2. We need to find the racists, narcissists and sociopaths before—not after—we hire them, and give them a gun, a badge and a license to arrest, maim or kill, under the color of law. Hence, we need universal, stringent testing guidelines on the selection of candidates for police departments around this country.

3. Many of these police shootings are rooted more in fear, with racism as a possible root of that fear of African Americans. If so, that fear has no place on our police forces around the country. Racists, cowards, or racist cowards need not apply. Racists, cowards, or racist cowards who happen to be on police forces need to go.

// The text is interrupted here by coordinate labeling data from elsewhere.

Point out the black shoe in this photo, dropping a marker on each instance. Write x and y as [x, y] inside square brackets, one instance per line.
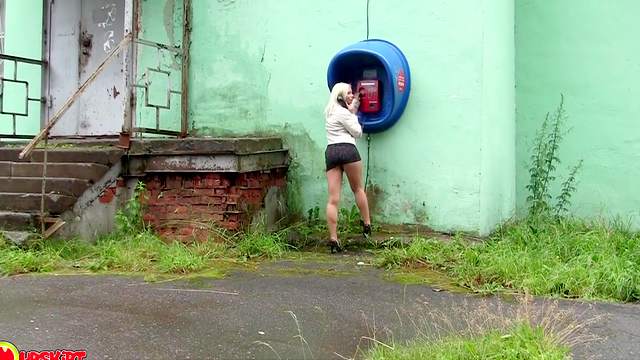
[334, 246]
[366, 230]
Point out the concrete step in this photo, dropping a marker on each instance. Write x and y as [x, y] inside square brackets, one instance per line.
[16, 220]
[88, 171]
[204, 146]
[64, 186]
[105, 156]
[19, 202]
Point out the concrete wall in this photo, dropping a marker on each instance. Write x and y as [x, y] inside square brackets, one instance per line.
[23, 37]
[260, 68]
[588, 50]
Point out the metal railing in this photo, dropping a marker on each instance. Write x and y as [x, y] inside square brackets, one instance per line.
[16, 80]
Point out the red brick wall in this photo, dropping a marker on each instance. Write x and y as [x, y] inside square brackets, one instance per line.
[184, 206]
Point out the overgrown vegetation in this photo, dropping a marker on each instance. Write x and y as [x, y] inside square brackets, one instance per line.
[543, 164]
[491, 330]
[521, 342]
[546, 253]
[565, 258]
[133, 247]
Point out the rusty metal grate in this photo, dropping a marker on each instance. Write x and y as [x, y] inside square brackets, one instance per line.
[145, 83]
[15, 81]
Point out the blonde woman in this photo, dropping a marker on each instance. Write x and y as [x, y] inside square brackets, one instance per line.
[341, 123]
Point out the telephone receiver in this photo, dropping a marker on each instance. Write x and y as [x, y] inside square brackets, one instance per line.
[341, 101]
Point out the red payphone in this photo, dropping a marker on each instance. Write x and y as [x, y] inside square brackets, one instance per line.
[369, 93]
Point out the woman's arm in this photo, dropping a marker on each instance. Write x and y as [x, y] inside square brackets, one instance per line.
[350, 123]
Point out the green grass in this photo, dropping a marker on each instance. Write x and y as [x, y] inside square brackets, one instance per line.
[566, 258]
[521, 342]
[141, 252]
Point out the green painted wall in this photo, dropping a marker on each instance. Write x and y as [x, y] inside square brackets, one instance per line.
[23, 37]
[260, 68]
[588, 50]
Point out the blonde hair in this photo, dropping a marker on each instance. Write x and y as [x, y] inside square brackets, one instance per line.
[338, 90]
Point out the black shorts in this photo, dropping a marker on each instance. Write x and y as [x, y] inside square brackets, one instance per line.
[340, 154]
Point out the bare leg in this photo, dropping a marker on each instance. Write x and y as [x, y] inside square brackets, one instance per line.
[354, 174]
[334, 181]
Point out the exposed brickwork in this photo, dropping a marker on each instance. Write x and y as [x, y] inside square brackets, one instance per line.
[183, 206]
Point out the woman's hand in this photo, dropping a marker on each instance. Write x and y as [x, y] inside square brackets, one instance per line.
[355, 104]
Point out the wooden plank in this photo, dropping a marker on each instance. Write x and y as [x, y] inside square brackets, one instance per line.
[53, 228]
[34, 142]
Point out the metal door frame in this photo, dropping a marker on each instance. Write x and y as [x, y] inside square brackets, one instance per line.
[132, 25]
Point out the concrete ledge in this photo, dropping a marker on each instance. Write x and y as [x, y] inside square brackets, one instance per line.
[226, 163]
[108, 156]
[204, 146]
[54, 203]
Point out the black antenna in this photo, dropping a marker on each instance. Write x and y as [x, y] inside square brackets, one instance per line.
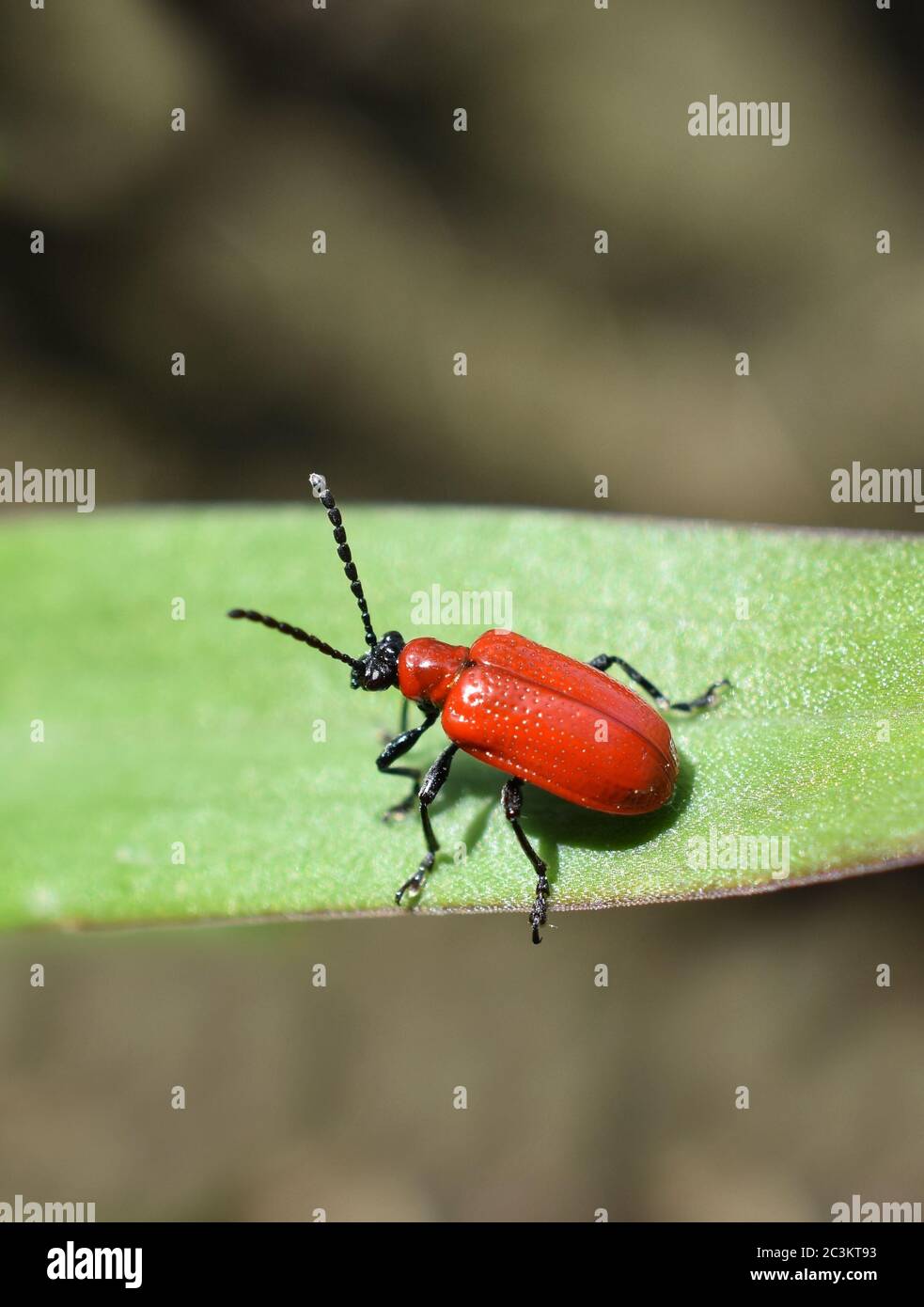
[297, 634]
[319, 486]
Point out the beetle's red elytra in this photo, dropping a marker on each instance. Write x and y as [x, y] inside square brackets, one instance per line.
[545, 717]
[540, 716]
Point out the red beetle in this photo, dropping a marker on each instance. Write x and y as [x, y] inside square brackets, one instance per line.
[542, 717]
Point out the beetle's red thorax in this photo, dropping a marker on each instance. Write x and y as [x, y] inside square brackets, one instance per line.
[428, 669]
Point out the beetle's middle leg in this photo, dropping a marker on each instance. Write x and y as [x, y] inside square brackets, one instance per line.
[396, 749]
[432, 783]
[604, 662]
[511, 798]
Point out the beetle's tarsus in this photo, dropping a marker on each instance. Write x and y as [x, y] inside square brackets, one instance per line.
[415, 882]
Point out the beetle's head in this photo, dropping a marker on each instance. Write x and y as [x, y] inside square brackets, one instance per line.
[378, 669]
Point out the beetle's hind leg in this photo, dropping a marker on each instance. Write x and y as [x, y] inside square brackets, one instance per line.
[432, 783]
[511, 800]
[604, 662]
[396, 749]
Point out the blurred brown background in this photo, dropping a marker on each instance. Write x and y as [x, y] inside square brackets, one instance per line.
[579, 364]
[297, 119]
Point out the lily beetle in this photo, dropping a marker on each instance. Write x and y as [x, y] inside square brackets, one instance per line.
[533, 714]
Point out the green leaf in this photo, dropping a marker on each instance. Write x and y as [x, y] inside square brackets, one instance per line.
[200, 732]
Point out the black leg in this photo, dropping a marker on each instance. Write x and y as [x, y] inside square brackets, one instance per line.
[511, 797]
[604, 662]
[432, 783]
[396, 749]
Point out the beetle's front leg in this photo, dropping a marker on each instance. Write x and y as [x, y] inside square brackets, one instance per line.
[432, 783]
[396, 749]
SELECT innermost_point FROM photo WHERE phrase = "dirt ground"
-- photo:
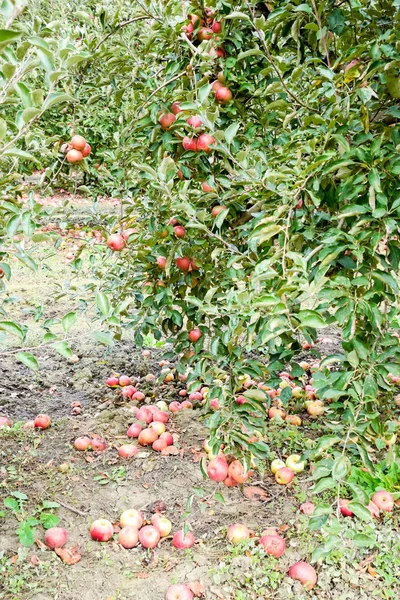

4. Routine police stops should not turn into homicide scenes: a busted tail light or traffic violations require low level interaction, and not over-policing that escalates into violence or the use of deadly force.

5. The youngest and least educated person in the criminal justice system is the most powerful person making initial decisions on the street: the police officer. He or she can arrest, maim, kill or otherwise, on the street, under color of law. We need to change that narrative: why not require officers to have college degrees? Most police officer positions only require high school diplomas. And some require no educational degrees or diplomas.

6. Discharging your weapon and killing a civilian without justification, on purpose or by mistake in judgment, should cost a police officer something—pay, position, permanent reassignment of duties, suspension, expulsion, criminal conviction…something. Right now it varies by jurisdiction.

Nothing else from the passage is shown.